Kedatangan Sinta Nuriyah, istri mendiang tokoh "legendaris" NU Gus Dur bersama putri, Yenny Wahid, dan menantunya ke rumah Anas kemarin, hanya menjelaskan di mana posisi politik para tokoh NU dalam perseteruan mantan Ketua Umum Partai Demokrat Anas Urbaningrum dan SBY.
"Dukungan kalangan NU, khususnya Bu Sinta Nuriyah kepada Anas bukan dalam konteks kasus korupsinya, yang sudah dijadikan tersangka oleh Komisi Pemberantasan Korupsi (KPK) dalam kasus Hambalang. Soal (korupsi) itu urusan pribadi Anas dan para penasihat hukumnya," ujar Adhie M Massardi, sesaat lalu, Senin (4/3).
Menurut Jurubicara presiden era KH Abdurrahman Wahid atau Gus Dur ini, ada dua perkara kenapa para tokoh NU, kecuali yang sudah dikooptasi penguasa, mendukung Anas secara moral. Pertama, tentu saja, karena Anas adalah menantu KH Attabik Ali, putra tokoh besar NU KH Ali Maksum (alm) dari pondok pesantren Al-Munawwir, Krapyak, Jogjakarta. pondok pesantren Al-Munawwir Krapyak adalah salah satu tonggak penting dalam perkembangan sejarah NU selain Tebu Ireng dan Tambak Beras di Jombang, Jawa Timur.
Alasan kedua, karena para kiai NU diam-diam percaya bahwa perseteruan Anas vs SBY merupakan rangkaian "hukum karma" yang memang akan terjadi. Ini semacam karma atau kualat SBY terhadap Gus Dur.
"Para kiai itu percaya kalau orang berbuat jahat kepada Gus Dur, cepat atau lambat, bakal mendapat malat alias kualat.
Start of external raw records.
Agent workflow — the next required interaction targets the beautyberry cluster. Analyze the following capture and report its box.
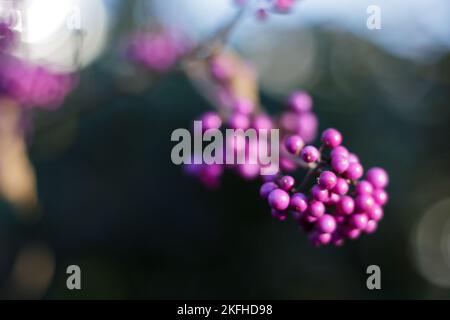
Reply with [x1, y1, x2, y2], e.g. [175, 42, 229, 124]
[260, 128, 389, 247]
[125, 30, 190, 73]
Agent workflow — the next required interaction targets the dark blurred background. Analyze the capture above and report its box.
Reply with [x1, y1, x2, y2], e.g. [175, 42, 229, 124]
[0, 0, 450, 299]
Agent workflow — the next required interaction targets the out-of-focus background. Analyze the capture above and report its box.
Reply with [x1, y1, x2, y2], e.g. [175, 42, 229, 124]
[0, 0, 450, 299]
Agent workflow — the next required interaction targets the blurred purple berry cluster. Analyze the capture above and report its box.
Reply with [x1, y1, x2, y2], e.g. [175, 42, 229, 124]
[260, 128, 389, 247]
[234, 0, 297, 20]
[0, 23, 76, 109]
[125, 30, 191, 73]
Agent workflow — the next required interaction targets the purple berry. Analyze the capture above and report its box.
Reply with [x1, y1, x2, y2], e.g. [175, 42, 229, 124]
[311, 185, 329, 202]
[308, 200, 325, 218]
[268, 189, 290, 211]
[332, 178, 349, 195]
[346, 163, 364, 180]
[252, 114, 273, 130]
[309, 232, 332, 246]
[372, 189, 388, 206]
[316, 214, 337, 233]
[350, 213, 369, 230]
[355, 194, 375, 212]
[271, 209, 288, 221]
[355, 180, 374, 195]
[321, 128, 343, 148]
[290, 193, 308, 213]
[318, 171, 337, 190]
[331, 155, 349, 174]
[233, 98, 254, 115]
[337, 196, 354, 215]
[260, 182, 278, 199]
[330, 146, 349, 159]
[327, 193, 340, 205]
[289, 91, 312, 113]
[228, 113, 250, 129]
[285, 135, 304, 155]
[364, 220, 378, 234]
[277, 175, 295, 191]
[366, 167, 389, 189]
[368, 206, 384, 221]
[347, 153, 360, 164]
[344, 228, 361, 240]
[300, 145, 320, 163]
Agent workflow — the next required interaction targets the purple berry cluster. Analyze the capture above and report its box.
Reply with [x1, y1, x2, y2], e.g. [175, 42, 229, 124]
[125, 30, 190, 73]
[235, 0, 297, 20]
[185, 53, 318, 188]
[260, 128, 389, 247]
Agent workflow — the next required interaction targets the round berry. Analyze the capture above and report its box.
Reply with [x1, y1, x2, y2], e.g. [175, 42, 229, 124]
[372, 189, 388, 206]
[347, 153, 360, 164]
[366, 167, 389, 189]
[332, 178, 349, 195]
[228, 113, 250, 129]
[355, 180, 374, 195]
[331, 155, 349, 174]
[277, 175, 295, 191]
[355, 194, 375, 212]
[337, 196, 354, 215]
[309, 232, 332, 246]
[290, 193, 308, 213]
[289, 91, 312, 113]
[350, 213, 369, 230]
[308, 200, 325, 218]
[364, 220, 378, 234]
[317, 214, 337, 233]
[327, 193, 340, 205]
[285, 135, 304, 155]
[268, 189, 290, 211]
[300, 145, 320, 163]
[252, 114, 273, 131]
[260, 182, 278, 199]
[331, 146, 349, 159]
[321, 128, 343, 148]
[311, 185, 329, 202]
[318, 171, 337, 190]
[346, 163, 364, 180]
[368, 205, 384, 221]
[344, 228, 361, 240]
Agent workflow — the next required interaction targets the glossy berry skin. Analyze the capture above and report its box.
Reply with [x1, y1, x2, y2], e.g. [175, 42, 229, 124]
[311, 185, 329, 202]
[364, 220, 378, 234]
[321, 128, 343, 148]
[260, 182, 278, 199]
[331, 155, 349, 174]
[330, 146, 349, 159]
[290, 193, 308, 213]
[337, 196, 354, 215]
[355, 180, 374, 195]
[347, 153, 360, 164]
[346, 163, 364, 180]
[366, 167, 389, 189]
[268, 189, 290, 211]
[355, 194, 375, 212]
[318, 171, 337, 190]
[316, 214, 337, 233]
[350, 213, 369, 230]
[309, 232, 332, 246]
[332, 178, 349, 195]
[285, 135, 304, 155]
[278, 175, 295, 191]
[344, 228, 361, 240]
[289, 91, 312, 113]
[300, 145, 320, 163]
[327, 193, 340, 205]
[308, 200, 325, 218]
[372, 189, 388, 206]
[368, 206, 384, 221]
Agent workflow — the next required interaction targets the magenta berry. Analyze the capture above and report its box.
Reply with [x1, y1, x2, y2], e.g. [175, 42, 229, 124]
[364, 220, 378, 234]
[368, 206, 384, 221]
[201, 112, 222, 130]
[318, 171, 337, 190]
[355, 194, 375, 212]
[277, 175, 295, 191]
[289, 91, 312, 113]
[316, 214, 337, 233]
[290, 193, 308, 213]
[285, 135, 304, 155]
[330, 146, 349, 159]
[331, 155, 349, 174]
[346, 163, 364, 180]
[372, 189, 388, 206]
[311, 185, 329, 202]
[308, 200, 325, 218]
[260, 182, 278, 199]
[321, 128, 343, 148]
[300, 145, 319, 163]
[233, 98, 254, 115]
[337, 196, 355, 215]
[271, 209, 288, 221]
[332, 178, 349, 195]
[355, 180, 374, 195]
[366, 167, 389, 189]
[350, 213, 369, 230]
[268, 189, 290, 211]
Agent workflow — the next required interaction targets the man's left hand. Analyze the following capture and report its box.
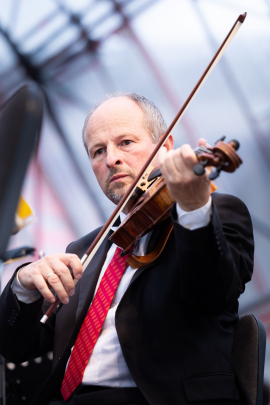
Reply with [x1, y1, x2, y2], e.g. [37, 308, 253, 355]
[159, 139, 212, 212]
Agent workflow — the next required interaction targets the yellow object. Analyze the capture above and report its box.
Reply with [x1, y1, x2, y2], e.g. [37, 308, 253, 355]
[13, 196, 36, 234]
[17, 196, 33, 219]
[210, 181, 217, 193]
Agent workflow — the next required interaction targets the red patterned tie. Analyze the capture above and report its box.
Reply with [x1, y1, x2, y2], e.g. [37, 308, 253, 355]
[61, 246, 131, 401]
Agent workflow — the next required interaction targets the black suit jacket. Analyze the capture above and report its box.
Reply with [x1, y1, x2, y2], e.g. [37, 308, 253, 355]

Nah, di kalangan kiai NU sudah lama beredar kabar bahwa SBY berada di belakang perseteruan Muhaimin Iskandar (Ketum PKB) dan Gus Dur. Bahkan beberapa kiai berpengaruh tahu sebelum Muhaimin menyingkirkan Gus Dur dari PKB, ada rapat-rapat para petinggi PKB dengan orang-orang Istana," tutur Adhie.
"Makanya, mayoritas kaum Nahdliyin percaya bahwa pertarungan Anas vs SBY sesungguhnya merupakan kualatnya SBY yang mendesain perlawanan Muhaimin Iskandar menyingkirkan Gus Dur dari PKB. Jadi ini faktor kualat," pungkas Adhie Massardi.